Day 9 prompt: write a concrete poem wherein the lines and words are organized into a shape that reflects the theme of the poem. Old, beat up baseballs, covered in electrical tape, were not always spherical either. This must be viewed on the site. Email will not provide the shape.
***
Sandlot baseball,
stickball, wiffleball, were all
for me, when I was a cantankerous lad
of some age without a uniform or cap, and maybe
a black taped ball in hand, air, or a grounder to bounce
just right to smack my face, but no such fear did I ever show,
even though I had bouncing grounders or fliers catch me taking
a peek to home or second, at the runner, and not a catch would I
make, or when batting rocket arm riley wound up to heave a bean
ball shot at me wearing no sissy hard hat or gloves or pads, just me
in the sun on a warm summer day doing things with balls or games,
like burn-out, whatever cleat-less shoes we had worked and we had
no managers, couches, parents, or girlfriends to bother with us. An
old dog chased our ball, swiping it, tearing the tape, and left us to
scavenge for a new old beat-up ball. The dog would not give
ours back. We could not catch one old dog. I recall many
memories of taped balls and bats and days when we
would just play the day away with whatever we
had. That left us with only memories of balls,
old dogs, and names of many games
we played in those dirty
old sandlots.
***
Look both ways, but do not take your eye off the ball.

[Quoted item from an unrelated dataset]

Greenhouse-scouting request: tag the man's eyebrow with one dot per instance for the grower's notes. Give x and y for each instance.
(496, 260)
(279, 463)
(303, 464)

Mind the gaps but take the longest lead you can safely manage.
Day 8 prompt: Use a portion of a poem from a twitter bot as seed (inspiration) to write a poem.
Confession: I dislike the words twitter, tweet, and bot. It’s getting late. I need a poem. I’ve read nearly all of Anne Carson’s “The Glass Essay” searching. I considered her “Where does unbelief begin?” and discovered her phrase, “That was the night that centered Heaven and Hell,” which I may use later. I pondered Richard Siken’s words, “Let’s admit, without apology, what we do to each other” and “This has nothing to do with faith but is still a good question.” I did the perusal work of reviewing several twitter bots. Nothing worked.
Then, as I was re-reading Tim O’Brien’s The Things They Carried (1990), I found it. I try to do “optional” prompts. I hope I semi-followed the elective prompt with a twist.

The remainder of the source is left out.